Tolstoy and Hemingway couldn’t be further apart, but their characters are obsessed with the same things. In A Farewell To Arms, Frederic Henry refers to that which is “pleasant,” “unpleasant,” or “fine” a total of 85 times. In The Death of Ivan Ilyich, a much shorter work, “pleasant” or “unpleasant” appear 34 times. For Frederic and Ivan, there is no more important quality for a man’s life to attain to than the pleasant, and there is nothing worse than “unpleasantness.”
Much like Hemingway’s heroes, Ivan views a common life as an awful life. Life is naturally awful, but pleasure is supernatural and has the power to lift man out of the doldrums of the mundane.
For Frederic, liquor has the power to save man from the terror of the common world, to take man to a place safe from the filth and boredom of the world. Ivan requires something far more complicated, for we find Ivan always posturing himself, styling himself, feigning and performing a greater dignity and intelligence than he has any right to lay claim on. Ivan requires a tenuous and delicate balance of impression, reputation, luxury and high self-image to escape the meaningless, dead world.
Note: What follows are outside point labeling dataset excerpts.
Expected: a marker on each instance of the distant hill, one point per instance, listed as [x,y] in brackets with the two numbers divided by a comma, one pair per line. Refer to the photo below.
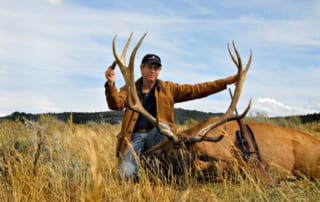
[113,117]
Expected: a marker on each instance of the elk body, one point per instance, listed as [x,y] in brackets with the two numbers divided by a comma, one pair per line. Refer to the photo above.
[212,145]
[286,151]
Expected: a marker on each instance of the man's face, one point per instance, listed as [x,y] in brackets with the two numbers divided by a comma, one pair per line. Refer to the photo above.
[150,72]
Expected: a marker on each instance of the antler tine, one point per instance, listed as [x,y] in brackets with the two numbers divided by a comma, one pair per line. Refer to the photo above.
[237,54]
[241,77]
[203,132]
[232,56]
[124,52]
[119,61]
[228,116]
[133,56]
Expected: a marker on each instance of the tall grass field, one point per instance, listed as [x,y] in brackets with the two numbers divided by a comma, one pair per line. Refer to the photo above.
[50,160]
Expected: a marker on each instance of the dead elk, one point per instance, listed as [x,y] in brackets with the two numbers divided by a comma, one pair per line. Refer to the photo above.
[212,144]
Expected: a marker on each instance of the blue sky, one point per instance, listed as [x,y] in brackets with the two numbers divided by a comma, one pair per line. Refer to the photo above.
[53,53]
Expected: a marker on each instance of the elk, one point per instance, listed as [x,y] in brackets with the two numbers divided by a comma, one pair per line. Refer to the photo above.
[212,144]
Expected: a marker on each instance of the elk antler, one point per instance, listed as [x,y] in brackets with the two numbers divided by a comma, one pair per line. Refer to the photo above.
[133,101]
[228,116]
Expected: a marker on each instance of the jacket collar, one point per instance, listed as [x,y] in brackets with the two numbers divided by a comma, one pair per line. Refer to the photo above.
[139,83]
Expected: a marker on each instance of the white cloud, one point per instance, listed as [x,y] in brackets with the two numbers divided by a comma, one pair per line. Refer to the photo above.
[43,47]
[55,2]
[272,107]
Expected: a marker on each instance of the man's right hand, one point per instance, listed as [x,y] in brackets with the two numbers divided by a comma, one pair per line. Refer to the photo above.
[110,73]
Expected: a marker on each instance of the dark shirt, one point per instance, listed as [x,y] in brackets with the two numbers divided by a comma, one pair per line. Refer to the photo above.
[149,103]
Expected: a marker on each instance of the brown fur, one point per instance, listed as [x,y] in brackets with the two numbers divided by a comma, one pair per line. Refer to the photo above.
[285,150]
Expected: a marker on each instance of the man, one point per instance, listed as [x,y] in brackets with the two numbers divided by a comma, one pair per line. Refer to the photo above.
[158,98]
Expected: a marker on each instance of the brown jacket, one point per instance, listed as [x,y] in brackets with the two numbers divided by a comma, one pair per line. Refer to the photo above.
[167,93]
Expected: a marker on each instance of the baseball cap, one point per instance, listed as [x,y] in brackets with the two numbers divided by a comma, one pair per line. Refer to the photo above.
[151,58]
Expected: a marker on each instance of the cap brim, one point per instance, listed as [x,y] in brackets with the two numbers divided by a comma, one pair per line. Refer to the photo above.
[152,62]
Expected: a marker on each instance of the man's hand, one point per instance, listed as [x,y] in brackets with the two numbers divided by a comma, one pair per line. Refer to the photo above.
[231,79]
[110,73]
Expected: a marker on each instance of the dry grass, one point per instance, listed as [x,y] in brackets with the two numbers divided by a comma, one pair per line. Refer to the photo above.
[55,161]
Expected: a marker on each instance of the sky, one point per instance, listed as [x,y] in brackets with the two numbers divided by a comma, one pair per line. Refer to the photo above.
[53,53]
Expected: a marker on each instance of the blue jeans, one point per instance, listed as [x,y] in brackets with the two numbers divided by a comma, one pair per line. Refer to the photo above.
[140,142]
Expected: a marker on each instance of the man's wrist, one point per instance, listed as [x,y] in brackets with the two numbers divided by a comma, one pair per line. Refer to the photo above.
[109,84]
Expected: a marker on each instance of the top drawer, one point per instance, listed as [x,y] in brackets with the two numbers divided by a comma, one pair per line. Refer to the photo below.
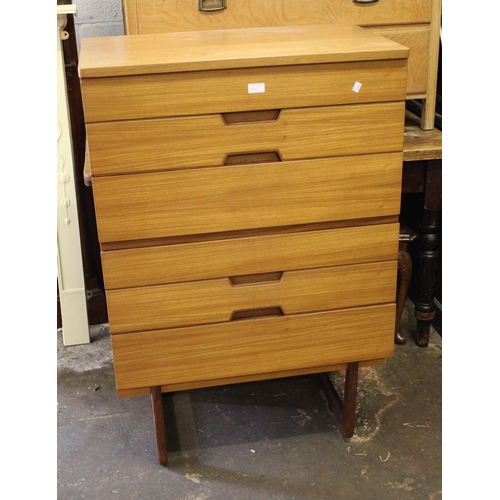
[160,16]
[246,89]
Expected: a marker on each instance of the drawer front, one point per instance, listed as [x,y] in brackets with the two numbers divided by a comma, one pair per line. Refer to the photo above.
[252,347]
[252,255]
[417,39]
[208,140]
[158,16]
[203,92]
[225,299]
[212,200]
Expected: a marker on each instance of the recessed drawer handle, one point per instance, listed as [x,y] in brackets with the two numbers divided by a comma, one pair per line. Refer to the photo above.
[252,158]
[253,279]
[244,117]
[257,313]
[211,5]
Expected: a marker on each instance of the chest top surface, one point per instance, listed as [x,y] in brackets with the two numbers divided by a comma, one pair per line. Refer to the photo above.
[230,49]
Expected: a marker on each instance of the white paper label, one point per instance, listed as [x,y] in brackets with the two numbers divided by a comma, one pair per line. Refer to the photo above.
[256,88]
[356,87]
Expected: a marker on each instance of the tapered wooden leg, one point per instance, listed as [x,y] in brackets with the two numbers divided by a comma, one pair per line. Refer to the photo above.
[344,412]
[159,422]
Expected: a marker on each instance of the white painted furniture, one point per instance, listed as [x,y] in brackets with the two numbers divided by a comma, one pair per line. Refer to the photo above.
[72,293]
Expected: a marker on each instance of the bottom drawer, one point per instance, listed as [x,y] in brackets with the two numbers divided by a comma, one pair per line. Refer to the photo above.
[252,347]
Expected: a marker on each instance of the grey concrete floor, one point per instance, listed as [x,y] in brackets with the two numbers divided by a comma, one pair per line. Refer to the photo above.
[258,441]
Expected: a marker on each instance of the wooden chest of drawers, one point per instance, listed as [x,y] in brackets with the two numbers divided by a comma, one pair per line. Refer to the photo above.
[247,190]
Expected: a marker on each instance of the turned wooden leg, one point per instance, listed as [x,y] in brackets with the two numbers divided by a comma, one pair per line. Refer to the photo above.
[404,279]
[159,423]
[427,276]
[343,411]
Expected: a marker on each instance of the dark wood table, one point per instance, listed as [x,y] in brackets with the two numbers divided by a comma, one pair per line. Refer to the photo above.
[422,167]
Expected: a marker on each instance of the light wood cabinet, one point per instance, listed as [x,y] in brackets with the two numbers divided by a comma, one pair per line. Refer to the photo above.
[249,230]
[413,23]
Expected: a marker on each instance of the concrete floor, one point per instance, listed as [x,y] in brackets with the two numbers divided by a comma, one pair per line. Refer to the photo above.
[258,441]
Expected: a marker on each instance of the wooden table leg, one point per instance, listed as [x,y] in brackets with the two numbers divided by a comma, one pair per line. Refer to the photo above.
[159,423]
[427,275]
[343,411]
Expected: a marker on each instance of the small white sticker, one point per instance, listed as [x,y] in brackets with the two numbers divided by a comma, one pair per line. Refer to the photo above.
[256,88]
[356,86]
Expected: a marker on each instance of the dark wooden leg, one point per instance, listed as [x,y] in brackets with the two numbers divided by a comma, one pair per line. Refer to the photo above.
[159,422]
[429,252]
[404,278]
[344,412]
[427,276]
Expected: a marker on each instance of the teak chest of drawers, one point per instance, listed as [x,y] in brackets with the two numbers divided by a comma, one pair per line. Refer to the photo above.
[247,189]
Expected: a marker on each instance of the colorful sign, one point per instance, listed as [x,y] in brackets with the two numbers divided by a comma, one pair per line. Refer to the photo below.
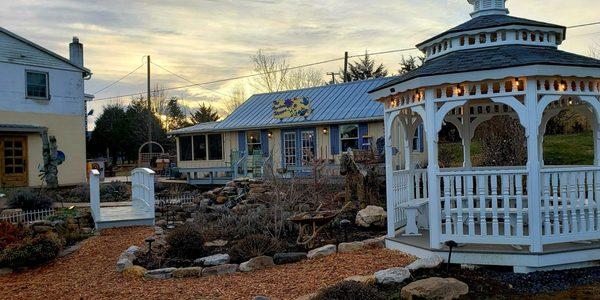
[290,108]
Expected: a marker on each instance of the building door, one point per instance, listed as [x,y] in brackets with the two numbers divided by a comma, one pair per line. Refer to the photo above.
[13,161]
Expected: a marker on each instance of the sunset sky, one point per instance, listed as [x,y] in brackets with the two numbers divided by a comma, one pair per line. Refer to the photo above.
[205,40]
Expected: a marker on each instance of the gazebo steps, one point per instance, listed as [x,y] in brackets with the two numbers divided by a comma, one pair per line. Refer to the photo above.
[123,216]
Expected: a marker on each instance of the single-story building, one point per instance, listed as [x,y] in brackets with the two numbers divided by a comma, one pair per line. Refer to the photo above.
[285,129]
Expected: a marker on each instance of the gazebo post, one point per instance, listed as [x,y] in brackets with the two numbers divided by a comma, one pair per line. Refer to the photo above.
[432,169]
[533,166]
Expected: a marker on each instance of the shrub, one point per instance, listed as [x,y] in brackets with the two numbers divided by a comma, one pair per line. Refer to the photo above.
[185,242]
[349,290]
[31,251]
[253,246]
[27,199]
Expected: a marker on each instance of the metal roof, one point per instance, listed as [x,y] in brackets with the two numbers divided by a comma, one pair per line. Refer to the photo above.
[491,21]
[336,103]
[494,58]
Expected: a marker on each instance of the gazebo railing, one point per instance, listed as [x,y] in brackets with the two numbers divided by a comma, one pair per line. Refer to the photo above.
[483,206]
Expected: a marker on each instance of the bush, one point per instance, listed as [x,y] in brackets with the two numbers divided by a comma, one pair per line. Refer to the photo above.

He is not rich, though he is desperate to feel rich and to convey wealth.
When Ivan moves into his new home and furnishes it, Tolstoy writes that Ivan has not succeeded in looking rich. Rather, he has succeeded in looking like someone who has just enough money to appear that he has more money than he actually does. He has “all the things people of a certain class have in order to resemble other people of that class.”
It is not surprising that Ivan “acquired a method of eliminating all considerations irrelevant to the legal aspect of the case, and [reduces] even the most complicated cases to a form in which would be presented on paper only in its externals…” Ivan is all external, all show.